CHICAGO – School choice will put the focus on students and their needs.

Via ChicagoNow.com:

The fact is the public schooling system today only serves students secondarily. As Chicagoans witnessed last fall, the system is rigged in such a way that a private organization called the Chicago Teachers Union must be appeased first before public schools will even begin to offer instruction to students. Merits of the CTU’s demands aside, it was able to close nearly every school in Chicago singlehandedly.

Far from being a broken institution, public schools across the country are working exactly as they have been designed: to meet the needs of the adults they employ.

This is a difficult notion for many to accept. After all, the public schools claim to be a great leveler, aggregating students from various backgrounds into communities of learners led by adults who have dedicated their lives to nurturing young minds in difficult environments.

Indeed, owning to the nature of representative government, public institutions often must accept many missions simultaneously, causing them to do none very well.

Those agitating for education policy reform come from two broad camps.
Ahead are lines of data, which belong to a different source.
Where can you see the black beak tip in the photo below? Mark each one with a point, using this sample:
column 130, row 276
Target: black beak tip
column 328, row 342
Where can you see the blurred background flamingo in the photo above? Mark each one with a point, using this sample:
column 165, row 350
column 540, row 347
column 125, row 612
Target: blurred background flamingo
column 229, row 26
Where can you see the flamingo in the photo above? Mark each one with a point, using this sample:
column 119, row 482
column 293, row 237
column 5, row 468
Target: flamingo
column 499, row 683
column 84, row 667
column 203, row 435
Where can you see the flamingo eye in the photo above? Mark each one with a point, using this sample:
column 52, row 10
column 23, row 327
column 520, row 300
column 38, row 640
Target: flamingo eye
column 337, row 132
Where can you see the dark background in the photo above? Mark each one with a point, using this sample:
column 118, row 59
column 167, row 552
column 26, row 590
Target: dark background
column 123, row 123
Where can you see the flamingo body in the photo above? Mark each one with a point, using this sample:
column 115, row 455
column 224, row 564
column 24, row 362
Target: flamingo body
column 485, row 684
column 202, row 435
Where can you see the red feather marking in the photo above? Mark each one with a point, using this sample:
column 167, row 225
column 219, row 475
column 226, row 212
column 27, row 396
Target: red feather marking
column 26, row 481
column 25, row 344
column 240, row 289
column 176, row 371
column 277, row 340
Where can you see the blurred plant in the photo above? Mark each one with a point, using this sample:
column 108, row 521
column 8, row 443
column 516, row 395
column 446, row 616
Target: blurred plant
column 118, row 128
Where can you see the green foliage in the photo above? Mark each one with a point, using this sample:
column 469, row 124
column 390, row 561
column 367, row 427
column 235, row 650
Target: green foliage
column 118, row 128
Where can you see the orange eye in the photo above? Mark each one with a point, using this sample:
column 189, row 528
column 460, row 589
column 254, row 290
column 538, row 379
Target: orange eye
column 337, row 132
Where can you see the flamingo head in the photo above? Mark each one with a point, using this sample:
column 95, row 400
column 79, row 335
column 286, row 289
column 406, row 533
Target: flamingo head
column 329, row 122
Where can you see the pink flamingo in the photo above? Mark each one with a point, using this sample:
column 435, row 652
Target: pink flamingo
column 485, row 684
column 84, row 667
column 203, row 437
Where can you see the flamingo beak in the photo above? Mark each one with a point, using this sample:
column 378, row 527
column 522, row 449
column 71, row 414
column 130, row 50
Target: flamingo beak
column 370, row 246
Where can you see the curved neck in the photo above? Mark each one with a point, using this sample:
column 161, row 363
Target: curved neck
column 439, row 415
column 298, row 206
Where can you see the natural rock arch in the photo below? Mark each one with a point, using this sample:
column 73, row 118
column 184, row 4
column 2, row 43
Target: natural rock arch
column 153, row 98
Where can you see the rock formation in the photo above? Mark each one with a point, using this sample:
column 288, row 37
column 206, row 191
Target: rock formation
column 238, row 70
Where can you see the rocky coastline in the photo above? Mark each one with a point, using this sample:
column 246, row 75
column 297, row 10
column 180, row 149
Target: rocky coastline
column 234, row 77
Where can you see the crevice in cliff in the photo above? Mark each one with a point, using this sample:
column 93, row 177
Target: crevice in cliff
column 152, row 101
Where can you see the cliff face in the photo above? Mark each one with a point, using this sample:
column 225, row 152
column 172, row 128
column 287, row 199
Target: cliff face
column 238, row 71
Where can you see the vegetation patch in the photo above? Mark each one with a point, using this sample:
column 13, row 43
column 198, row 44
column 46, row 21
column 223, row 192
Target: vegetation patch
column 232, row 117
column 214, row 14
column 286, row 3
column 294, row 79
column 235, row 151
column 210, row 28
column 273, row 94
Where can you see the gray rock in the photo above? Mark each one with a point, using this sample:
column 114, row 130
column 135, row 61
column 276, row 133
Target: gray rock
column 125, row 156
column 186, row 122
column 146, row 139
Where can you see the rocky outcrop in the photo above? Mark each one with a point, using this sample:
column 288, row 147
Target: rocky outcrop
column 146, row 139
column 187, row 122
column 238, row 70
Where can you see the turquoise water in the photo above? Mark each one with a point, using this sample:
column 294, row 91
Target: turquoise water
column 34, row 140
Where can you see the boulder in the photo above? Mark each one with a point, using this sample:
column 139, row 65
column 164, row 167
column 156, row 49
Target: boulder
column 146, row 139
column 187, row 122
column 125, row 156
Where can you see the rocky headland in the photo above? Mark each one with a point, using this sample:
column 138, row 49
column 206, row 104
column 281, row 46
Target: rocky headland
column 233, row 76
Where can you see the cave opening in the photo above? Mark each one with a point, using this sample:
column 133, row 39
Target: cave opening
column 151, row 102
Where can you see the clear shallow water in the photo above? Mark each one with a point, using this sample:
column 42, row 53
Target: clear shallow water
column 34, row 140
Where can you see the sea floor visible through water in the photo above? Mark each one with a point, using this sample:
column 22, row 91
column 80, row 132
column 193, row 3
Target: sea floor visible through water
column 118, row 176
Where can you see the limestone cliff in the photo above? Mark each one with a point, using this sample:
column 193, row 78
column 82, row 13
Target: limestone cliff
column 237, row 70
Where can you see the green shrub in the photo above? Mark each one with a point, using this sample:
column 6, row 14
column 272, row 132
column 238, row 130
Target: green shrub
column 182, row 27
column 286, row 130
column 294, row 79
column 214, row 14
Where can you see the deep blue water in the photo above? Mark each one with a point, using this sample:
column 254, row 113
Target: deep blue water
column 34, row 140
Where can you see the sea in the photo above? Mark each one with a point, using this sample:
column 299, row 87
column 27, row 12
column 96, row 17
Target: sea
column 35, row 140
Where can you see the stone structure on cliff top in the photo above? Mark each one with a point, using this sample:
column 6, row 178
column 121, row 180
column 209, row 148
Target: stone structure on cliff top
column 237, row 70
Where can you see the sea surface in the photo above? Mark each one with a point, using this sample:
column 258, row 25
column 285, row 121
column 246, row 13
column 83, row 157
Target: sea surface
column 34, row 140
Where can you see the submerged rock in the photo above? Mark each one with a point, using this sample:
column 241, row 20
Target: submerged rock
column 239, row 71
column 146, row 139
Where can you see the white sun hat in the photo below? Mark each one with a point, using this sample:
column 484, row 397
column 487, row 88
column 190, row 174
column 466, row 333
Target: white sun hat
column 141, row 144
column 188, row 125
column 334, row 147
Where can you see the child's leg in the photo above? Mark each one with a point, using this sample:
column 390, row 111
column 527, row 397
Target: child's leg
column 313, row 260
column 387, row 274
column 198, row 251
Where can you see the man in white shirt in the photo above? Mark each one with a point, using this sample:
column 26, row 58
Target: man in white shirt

The first are those who seek to further centralize schooling by diverting more resources to public schools so they may spend more on educational missions at which they have already failed. And the second camp are those who seek to decentralize schooling by fostering the formation of independent schools that can more easily adapt to serve the needs of students.

Were the forces of the schooling bureaucracy not so well organized and supported by taxpayer money intended to support education, it may have been easy for those seeking school choice to accomplish their aims. Unfortunately, many earnest parents and community leaders have bought into the frightening ideological narrative that teachers must be part of a permanent bureaucracy that aids in controversial political aims such as forcing income equality.

It should be painfully obvious by now that turning teachers into bureaucrats makes schooling–that process of providing young minds with information and experience to prepare them for adulthood–outdated, slow, and inflexible. Turning teachers into bureaucrats makes them functionaries for policymakers whose priorities before educating children on the south side of Chicago are many.